# Making the "degree" sign



## Judyt (Dec 7, 2002)

I needed a degree sign when typing recipes. Found something like it in the weird "formats". I highlighted it and named it alt+z. Now when I need to use it I just alt+z and there it is.


----------



## Guest (Dec 8, 2002)

That's one good way. Another is...

If you run character map you will see that most of the common character-sets have designated x'B0 as the degree sign. You can enter this in your text by typing it in - but it's tricky...

(hex) B0 = (decimal) 11 x 16 = 176

When you are ready for the degree sign hold down the [alt] key and *on your numeric keypad* type... *0176*, let the [alt] key up, and there it will be.

water boils at 100° C..............

Same technique works for all the other strange characters, too, if you convert them correctly.


----------



## Ethmer (Jul 6, 2002)

Using your numeric keypad press Alt and type 0176 and you will get ° which is what you wanted.

This comes from the Windows Character Map which you can access by typing

C:\WINDOWS\CHARMAP.EXE in your Address box

or you can go to Start > Run and type in CHARMAP

If you want to make a handy link to the Character Map, simply

Right-click on a blank area of your Desktop > choose "New" > click on "Shortcut" and insert "C:\WINDOWS\CHARMAP.EXE" (without the quotes) into the command line.

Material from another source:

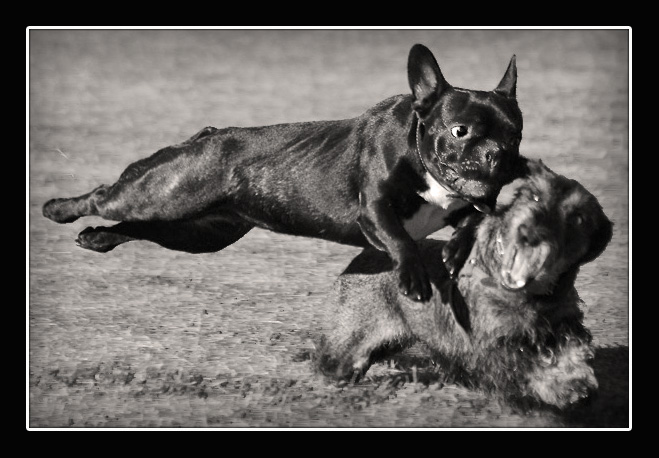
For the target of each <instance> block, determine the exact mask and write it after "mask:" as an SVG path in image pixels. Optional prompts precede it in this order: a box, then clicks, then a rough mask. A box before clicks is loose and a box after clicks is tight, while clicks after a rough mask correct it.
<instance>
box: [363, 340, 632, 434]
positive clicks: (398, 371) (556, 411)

Click "Next" > give a name to your shortcut and click "Finish". You now have a handy shortcut to the Character Map which may be quite useful. -- Lots of useful signs in that Character Map.

When you click on an item in the Character Map it shows you what the keystroke is down in the lower right corner of the window.


----------



## plschwartz (Nov 15, 2000)

Hey Ethmer:
Thanks. Just put it on my system and there it is with its own icon.
I have win 2000 and had to go to C:\winnt\system32\charmap.exe.
Since we are on a roll, is there a simple way to do super- and sub-scripts (like x-squared)?
Thanks


----------



## Monstrous Mi (Jul 20, 2002)

I use sub and superscripts in Microsoft Word. Just highlight what you want and go to Font in the menu bar.

As a side note, I use several special characters since I write techinical documents. What I have done is pasted them into a notepad file and I keep this file on my desktop. When I want a special character, I open the file and copy and paste.


----------



## Ethmer (Jul 6, 2002)

"When I want a special character, I open the file and copy and paste."

A simpler way then a special Note file is to have Clipboard Magic on your computer.

Clipboard Magic

Clipboard Magic is a Windows clipboard enhancement utility. It can dramatically enhance your productivity when cutting and pasting text or for filling in web forms. It allows you to save and access hundreds of clips from numerous "lists" which makes it very convenient for categorizing Windows clipboard clips.

Download (its FREE) from the site below:

http://www.cyber-matrix.com/clipmag.htm


----------



## mischiefschild (Apr 20, 2002)

I guess I never thought of doing it that way. of course everything iI do is basically online so a simple ampresand and deg; work great.

&(nospace)deg; = &deg;

but Now that I know of these other ways thanks..!! and it is the same amount of buttonhits LoL..


----------